Former governor of Massachusetts and 2012 Republican presidential nominee, Mitt Romney delivered a scathing speech against Trump in March 2016. Romney then tried to mend fences with Trump after he was elected president, hoping to get a cabinet post. Trump passed. Since then, pundits have wondered what Romney’s political future holds. Romney’s name has been mentioned as a possible candidate for senator of Utah in 2018 if longtime Sen. Orrin Hatch decides to step down. Romney said he would not consider running unless he had the blessing of Hatch. The idea of running for Senate also got the nod from onetime rival and former Vice President Joe Biden, who endorsed the idea earlier this year. Though he is held in high esteem by his peers, Romney is still looking for his next gig.

Source: Gage Skidmore / Flickr

12. Jeff Immelt
> Occupation: CEO of General Electric
Jeff Immelt took the helm of global industrial conglomerate General Electric in September 2001. After holding the top spot for 16 years, Immelt stepped down earlier this month, leaving a company in far worse shape than the one he inherited. Over the course of his tenure, GE shares fell by nearly 40% — even as the S&P 500 and Dow Jones indexes climbed over 100%, and the stock market hit historic highs. Under Immelt, GE shed some of its core divisions, including the NBC television network. Recently, GE announced its intention to sell its lightbulb business, a foundation on which the company was built.

Though currently reduced in stature, Immelt is one of a handful of individuals under consideration to take over at Uber.

Source: twitter.com/mattsalz

13. Matthew Salzberg
> Occupation: CEO of Blue Apron
Less than a year ago, meal-kit delivery service Blue Apron — co-founded by now CEO Matthew Salzberg — was one of the darlings of the startup community. Investors were salivating over the company’s long-anticipated public offering, which was finally announced on June 1. However, two weeks before the IPO, Blue Apron’s prospects suddenly took a turn for the worst as e-commerce giant Amazon announced it would purchase posh supermarket chain Whole Foods, with the ostensible purpose of directly competing with Blue Apron. Shares of Blue Apron, which were expected to debut as high as $17 per share, debuted at $10 per share. As of the time of this writing, shares of APN are down over 40% since the IPO. After fellow co-founder Matthew Wadiak left in late July, Salzberg was left at the helm of a company that may not have long to live. In August, just over a month after the IPO, the fledgling startup announced plans to cut more than 1,200 employees — nearly one-quarter of its staff.

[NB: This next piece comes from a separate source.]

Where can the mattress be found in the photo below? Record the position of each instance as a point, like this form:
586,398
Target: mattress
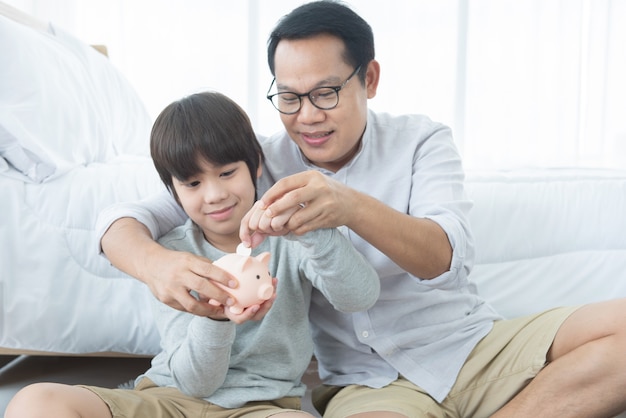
56,293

Source: Ampatent / Wikimedia Commons

14. Hope Solo
> Occupation: Professional soccer player

After gaining fame and notoriety as the best female goalkeeper in the world through numerous Olympics and World Cup appearances, Hope Solo made headlines again in August 2016 when she was suspended from the U.S. women’s national soccer team for six months. The suspension was the result of negative comments Solo made against the Swedish women’s soccer team. Many speculate it was really the result of a series of transgressions — including offensive tweets, comments, and an arrest for domestic violence in June 2014 — that have embroiled Solo in controversy in recent years. While the suspension expired in late February 2017, Solo has yet to rejoin the U.S. team.

Source: Astenbeck Capital Management

15. Andy Hall
> Occupation: Hedge fund manager
Andrew Hall, known as “God” in the hedge fund community for his investing talent, had one of the largest funds in the world. That was the case until early August, when Hall announced he would be closing up shop at his primary fund at Astenbeck Capital Management. When oil prices plummeted in the summer of 2014, Hall and his fund held firm that it was only a matter of time before prices would rebound. But they continued to plummet, dipping below $30 a barrel in 2016 for the first time in over a decade. Prices have risen slightly since, but as of early August the price of crude is still at less than half what it was three years ago. Hall finally abandoned his bullish position on oil in July 2017, but it was too little, far too late.